Моя мать Марлен Дитрих. Том 1 (Рива) - страница 245

Я любила Вальдорфские Башни, святая святых «Вальдорф-Астории», с лифтами в закутках и незаметным боковым входом. Мы остановились надолго. Я занималась рисованием цветочков, подружилась с горничными и официантками, приставленными к нашим поднебесным апартаментам, и удирала (с охранником, следовавшим по пятам) одним глазком взглянуть на только что построенный Эмпайр Стейт Билдинг. Я стояла на тротуаре, запрокидывая голову в попытках разглядеть вершину, и чувствовала, что теряю равновесие. По утрам я обычно распаковывала доставленные накануне из книжного магазина посылки, убирала с маминого ночного столика стопки Гете и заменяла его на Хемингуэя, Фолкнера, Фицджеральда и Синклера Льюиса. Я была рада, что мама наконец-то оторвалась от своих германских «богов». Для этого понадобился милый, добрый американец Хемингуэй! Она наслаждалась жизнью. Я редко видела ее, в основном когда она ненадолго приходила в отель переодеться в перерывах между литературными обедами, зваными ужинами в узком кругу с «умными» разговорами, между театрами и ночными клубами. Для Дитрих было нехарактерно участвовать в компании. Но сейчас, как и впоследствии, в период под названием «Габэн и французские патриоты», она имела широкий круг общения, не сосредоточиваясь на ком-то одном. Мы даже и язык сменили и теперь говорили по-английски; возможно, именно под влиянием общего духа Америки в маме пробудилась не свойственная ей веселость. Мне это нравилось! Иногда она брала меня с собой на обеды. Я вела себя тихо, ела копченого лосося, смотрела и слушала. Сухой закон только что отменили, и все, похоже, наверстывали упущенное, поглощая бесчисленные коктейли, причем не из толстых керамических кофейных кружек, как раньше, а из высоких стеклянных бокалов в форме лилии. Дороти Паркер, утонченно хрупкая, нервная леди, небрежно бросала резкости мужу, Скотту Фицджеральду. Мне он был симпатичен, в нем было что-то особенное, какая-то детская нежность, которая, правда, исчезала, когда он, приканчивая целую бутылку виски, отчитывал жену за пьянство в дневное время. Почти все эти люди либо собирались работать в Голливуде, либо уже прошли через его горнило. И с каким же удовольствием они его хаяли! Блестящее, убийственное красноречие, хотя именно благодаря Голливуду они купались в роскоши.
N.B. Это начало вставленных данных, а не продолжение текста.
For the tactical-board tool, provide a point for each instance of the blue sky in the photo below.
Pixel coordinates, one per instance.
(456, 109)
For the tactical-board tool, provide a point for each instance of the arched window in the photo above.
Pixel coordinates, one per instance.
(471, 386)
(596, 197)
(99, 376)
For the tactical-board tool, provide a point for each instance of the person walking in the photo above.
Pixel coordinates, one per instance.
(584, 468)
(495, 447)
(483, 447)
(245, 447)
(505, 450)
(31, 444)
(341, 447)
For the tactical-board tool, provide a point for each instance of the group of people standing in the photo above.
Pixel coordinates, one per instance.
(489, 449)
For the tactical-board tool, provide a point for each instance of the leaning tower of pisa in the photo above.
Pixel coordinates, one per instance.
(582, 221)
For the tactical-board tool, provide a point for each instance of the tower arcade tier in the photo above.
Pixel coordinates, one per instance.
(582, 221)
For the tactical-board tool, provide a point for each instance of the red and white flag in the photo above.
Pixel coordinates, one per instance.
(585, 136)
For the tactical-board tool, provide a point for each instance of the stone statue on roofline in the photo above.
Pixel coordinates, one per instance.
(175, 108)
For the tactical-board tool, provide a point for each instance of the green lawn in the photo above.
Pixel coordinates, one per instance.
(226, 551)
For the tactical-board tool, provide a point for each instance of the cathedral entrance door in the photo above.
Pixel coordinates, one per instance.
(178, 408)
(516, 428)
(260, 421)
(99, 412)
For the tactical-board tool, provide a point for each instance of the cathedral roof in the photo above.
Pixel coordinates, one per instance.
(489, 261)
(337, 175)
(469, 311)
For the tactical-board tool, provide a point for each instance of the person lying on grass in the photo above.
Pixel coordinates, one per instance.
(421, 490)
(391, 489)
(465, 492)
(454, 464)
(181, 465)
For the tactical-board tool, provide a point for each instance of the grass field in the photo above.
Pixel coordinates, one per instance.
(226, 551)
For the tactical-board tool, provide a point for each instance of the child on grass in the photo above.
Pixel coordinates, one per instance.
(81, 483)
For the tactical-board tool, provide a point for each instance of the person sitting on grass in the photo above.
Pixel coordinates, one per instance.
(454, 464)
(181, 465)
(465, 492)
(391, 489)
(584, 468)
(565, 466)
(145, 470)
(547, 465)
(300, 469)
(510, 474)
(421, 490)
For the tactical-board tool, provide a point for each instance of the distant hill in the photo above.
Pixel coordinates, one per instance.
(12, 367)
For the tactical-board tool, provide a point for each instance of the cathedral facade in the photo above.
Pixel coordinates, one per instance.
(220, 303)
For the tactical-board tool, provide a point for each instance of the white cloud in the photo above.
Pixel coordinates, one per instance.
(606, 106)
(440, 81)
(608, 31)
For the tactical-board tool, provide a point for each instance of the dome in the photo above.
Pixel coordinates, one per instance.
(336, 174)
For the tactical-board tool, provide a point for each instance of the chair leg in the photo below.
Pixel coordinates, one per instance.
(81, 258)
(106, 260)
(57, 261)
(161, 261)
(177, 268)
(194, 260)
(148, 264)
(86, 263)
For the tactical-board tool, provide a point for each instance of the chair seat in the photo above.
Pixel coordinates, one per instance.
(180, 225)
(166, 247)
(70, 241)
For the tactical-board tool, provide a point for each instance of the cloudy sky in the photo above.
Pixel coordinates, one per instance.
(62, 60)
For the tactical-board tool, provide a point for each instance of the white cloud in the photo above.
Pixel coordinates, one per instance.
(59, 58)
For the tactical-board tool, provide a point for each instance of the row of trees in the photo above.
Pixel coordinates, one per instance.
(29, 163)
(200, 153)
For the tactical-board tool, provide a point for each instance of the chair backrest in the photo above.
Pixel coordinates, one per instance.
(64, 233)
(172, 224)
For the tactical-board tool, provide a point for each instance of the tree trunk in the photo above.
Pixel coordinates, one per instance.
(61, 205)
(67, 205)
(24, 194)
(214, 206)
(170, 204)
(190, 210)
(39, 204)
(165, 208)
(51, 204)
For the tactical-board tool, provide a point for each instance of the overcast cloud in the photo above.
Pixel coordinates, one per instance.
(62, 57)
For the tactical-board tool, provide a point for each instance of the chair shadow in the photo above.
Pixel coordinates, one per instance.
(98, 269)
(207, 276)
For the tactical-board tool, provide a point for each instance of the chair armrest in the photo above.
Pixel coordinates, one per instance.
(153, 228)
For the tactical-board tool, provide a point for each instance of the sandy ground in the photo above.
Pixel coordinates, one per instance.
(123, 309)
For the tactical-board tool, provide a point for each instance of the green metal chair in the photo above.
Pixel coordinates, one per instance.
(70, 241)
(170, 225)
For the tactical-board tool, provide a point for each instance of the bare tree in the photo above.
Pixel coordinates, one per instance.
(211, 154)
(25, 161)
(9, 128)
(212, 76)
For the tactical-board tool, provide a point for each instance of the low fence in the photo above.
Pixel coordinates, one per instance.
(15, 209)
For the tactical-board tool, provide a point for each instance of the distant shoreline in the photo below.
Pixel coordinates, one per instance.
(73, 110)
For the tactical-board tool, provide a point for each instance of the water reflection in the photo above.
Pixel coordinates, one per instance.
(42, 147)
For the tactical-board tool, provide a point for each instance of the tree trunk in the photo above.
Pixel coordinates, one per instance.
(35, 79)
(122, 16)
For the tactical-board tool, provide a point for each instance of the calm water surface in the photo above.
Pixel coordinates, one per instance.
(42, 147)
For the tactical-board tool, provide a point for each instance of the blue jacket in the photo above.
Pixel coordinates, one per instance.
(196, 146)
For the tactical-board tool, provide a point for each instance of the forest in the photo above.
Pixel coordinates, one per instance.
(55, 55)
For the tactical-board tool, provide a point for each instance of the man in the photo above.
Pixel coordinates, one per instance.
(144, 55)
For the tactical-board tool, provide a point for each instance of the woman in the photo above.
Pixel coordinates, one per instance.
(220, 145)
Нью-Йорк весь кипел. После Европы его американская энергия заряжала вас до самой последней клеточки. Тосканини дирижировал в Карнеги-Холл, Марта Грэм, танцовщица-«босоножка», изображала «флюидное движение серой ткани», Джордж Коэн попытался поставить «Ах, пустыня!» О’Нила, а Мелвин Дуглас — комедию из светской жизни «Леди достаточно»; Хелен Хейс выступила в роли молодой Мэри, шотландской королевы; Фанни Брайс сама была «Сумасбродством Зигфельда»; Джером Керн подарил Бродвею «Роберту»; достраивался Рокфеллеровский центр. Вам бы в голову не пришло, что существуют столовые для бедных, что отчаявшиеся люди продают на улице яблоки по пятачку за штуку! Когда я ходила гулять со своими телохранителями, я тратила весь свой доллар на эти яблоки; мне было неудобно, что я не могу дать больше. Телохранитель одалживал мне деньги, занося их в список расходов как «фрукт — Ребенку».